Although consecutive nights saw more examples of “NJNP” graffiti, Thames Valley Police confirmed that more than two weeks have passed without the letters being sprayed on the damaged vehicles.

Justice4Paps said they do not support the vandalism and Thames Valley Police concurred they know the group does “promote a peaceful campaign”.

In a statement released by Justice4Paps, Saqib Deshmukh said: “The last few... weeks have done considerable damage to the campaign that has been conducted in a considered and positive way for almost seven years.

“These incidents and the management of the reaction have undermined us a great deal. They have effectively shifted... the focus away from the actions of the police and the misconduct evidenced at the inquest.

“By not acting to hold more meetings and holding officers to account they have inflamed an already tense situation and turned the public in the town against us.

“The recent photo opportunity with the mounted units seems to be more about restoring public confidence in Thames Valley Police after serious criticism was raised at recent inquest than providing actual assurance and safety.

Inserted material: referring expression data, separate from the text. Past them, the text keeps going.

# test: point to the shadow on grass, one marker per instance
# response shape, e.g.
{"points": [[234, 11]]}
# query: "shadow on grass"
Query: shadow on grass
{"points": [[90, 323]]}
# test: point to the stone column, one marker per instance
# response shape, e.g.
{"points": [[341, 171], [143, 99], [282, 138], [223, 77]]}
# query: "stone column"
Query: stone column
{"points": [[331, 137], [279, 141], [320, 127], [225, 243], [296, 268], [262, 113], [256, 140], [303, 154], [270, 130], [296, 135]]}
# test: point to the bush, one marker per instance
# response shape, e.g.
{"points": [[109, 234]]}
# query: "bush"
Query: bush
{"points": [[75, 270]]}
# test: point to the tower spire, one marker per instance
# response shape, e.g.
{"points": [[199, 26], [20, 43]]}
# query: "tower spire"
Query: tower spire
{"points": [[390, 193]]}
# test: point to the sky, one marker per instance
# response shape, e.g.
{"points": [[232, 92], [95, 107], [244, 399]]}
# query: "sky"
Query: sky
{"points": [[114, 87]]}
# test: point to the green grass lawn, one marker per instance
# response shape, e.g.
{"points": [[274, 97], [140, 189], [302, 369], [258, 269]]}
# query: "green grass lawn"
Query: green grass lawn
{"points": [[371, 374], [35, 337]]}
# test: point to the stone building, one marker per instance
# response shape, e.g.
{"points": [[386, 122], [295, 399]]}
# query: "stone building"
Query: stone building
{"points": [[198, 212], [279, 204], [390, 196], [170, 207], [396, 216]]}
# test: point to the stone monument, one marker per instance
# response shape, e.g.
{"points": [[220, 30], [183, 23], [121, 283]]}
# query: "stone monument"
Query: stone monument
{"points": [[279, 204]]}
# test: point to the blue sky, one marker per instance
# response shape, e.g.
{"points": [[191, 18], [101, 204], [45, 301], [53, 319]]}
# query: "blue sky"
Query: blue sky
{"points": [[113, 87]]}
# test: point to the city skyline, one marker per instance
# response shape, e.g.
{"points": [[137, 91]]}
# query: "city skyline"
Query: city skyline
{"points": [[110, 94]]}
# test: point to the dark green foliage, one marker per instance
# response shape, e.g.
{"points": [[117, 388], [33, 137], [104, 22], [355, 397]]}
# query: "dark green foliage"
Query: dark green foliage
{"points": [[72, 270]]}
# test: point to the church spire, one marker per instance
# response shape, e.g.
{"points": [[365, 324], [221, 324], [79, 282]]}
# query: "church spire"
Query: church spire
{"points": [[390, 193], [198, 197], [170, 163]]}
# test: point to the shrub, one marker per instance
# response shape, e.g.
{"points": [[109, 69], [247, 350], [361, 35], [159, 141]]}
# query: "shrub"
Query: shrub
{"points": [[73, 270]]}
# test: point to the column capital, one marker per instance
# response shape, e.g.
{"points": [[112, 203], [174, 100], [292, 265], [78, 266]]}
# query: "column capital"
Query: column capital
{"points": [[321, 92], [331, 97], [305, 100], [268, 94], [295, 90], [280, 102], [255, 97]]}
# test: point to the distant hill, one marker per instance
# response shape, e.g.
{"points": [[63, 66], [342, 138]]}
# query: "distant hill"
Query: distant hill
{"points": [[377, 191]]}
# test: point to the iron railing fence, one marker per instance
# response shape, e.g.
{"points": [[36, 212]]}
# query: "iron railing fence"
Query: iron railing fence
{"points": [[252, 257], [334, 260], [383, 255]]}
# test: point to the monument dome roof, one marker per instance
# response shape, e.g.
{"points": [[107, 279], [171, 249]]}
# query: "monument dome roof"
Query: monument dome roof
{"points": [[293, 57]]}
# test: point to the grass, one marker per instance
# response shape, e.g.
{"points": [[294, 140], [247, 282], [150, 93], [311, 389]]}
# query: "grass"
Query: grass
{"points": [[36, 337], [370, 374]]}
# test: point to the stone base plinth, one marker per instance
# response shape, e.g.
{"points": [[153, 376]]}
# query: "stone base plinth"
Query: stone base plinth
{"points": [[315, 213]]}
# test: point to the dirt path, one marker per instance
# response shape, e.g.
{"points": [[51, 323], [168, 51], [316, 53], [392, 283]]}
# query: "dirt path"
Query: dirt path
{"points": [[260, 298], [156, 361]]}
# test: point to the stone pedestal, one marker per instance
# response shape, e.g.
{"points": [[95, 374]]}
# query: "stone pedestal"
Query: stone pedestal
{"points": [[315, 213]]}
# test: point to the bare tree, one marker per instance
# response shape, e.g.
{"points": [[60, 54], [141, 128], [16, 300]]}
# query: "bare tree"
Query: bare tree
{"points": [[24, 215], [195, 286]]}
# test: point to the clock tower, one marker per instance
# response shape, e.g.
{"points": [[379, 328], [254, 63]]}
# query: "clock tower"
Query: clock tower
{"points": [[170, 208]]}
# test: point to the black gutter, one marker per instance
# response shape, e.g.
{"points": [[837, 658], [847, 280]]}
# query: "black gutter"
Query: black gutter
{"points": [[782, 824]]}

“Crucially what hasn’t been addressed in young people and in key communities is the underlying discontent with policing in the town, and further demonstrates the disconnect that exists between some young people and civil society structures.”

Bucks Free Press:

Officers from Thames Valley Police's mounted unit patrol the area.

Justice4Paps said they have requested a public meeting to be held with police and criticised the force’s use of engagement with the media.

Justice4Paps added: “It is our view that these incidents have been seemingly allowed to escalate and that damaging remarks being made both online and by police officers and so called ‘community leaders’ are going unchallenged.

“In particular the role of social media and local press has further acted as a provocation and could have resulted in more incidents occurring.”

When asked for clarification about the local and social media’s “provocation”, Mr Deshmukh said it was the comments on articles and Facebook that were “incendiary”.

The Bucks Free Press has made it clear that comments are not allowed on articles that involve active police proceedings, due to contempt laws.

Justice4Paps has been advised that the BFP runs an unmoderated website and if anyone has any concerns over specific comments, a complaint should be lodged via the website.

Justice4Paps said: “The fact that in the last few weeks there is no longer any graffiti is hugely significant and further suggests that these are copycat actions.

“In the meantime the police have used this as an excuse to step up patrols in the Castlefield area targeted solely at Asian young men ignoring the fact that incidents have taken place in other areas of the town and involve perpetrators from a range of backgrounds.

“The use of mounted patrols on Castlefield has not been helpful and using these to ‘rush’ young men in the park based on spurious phone calls is very concerning.”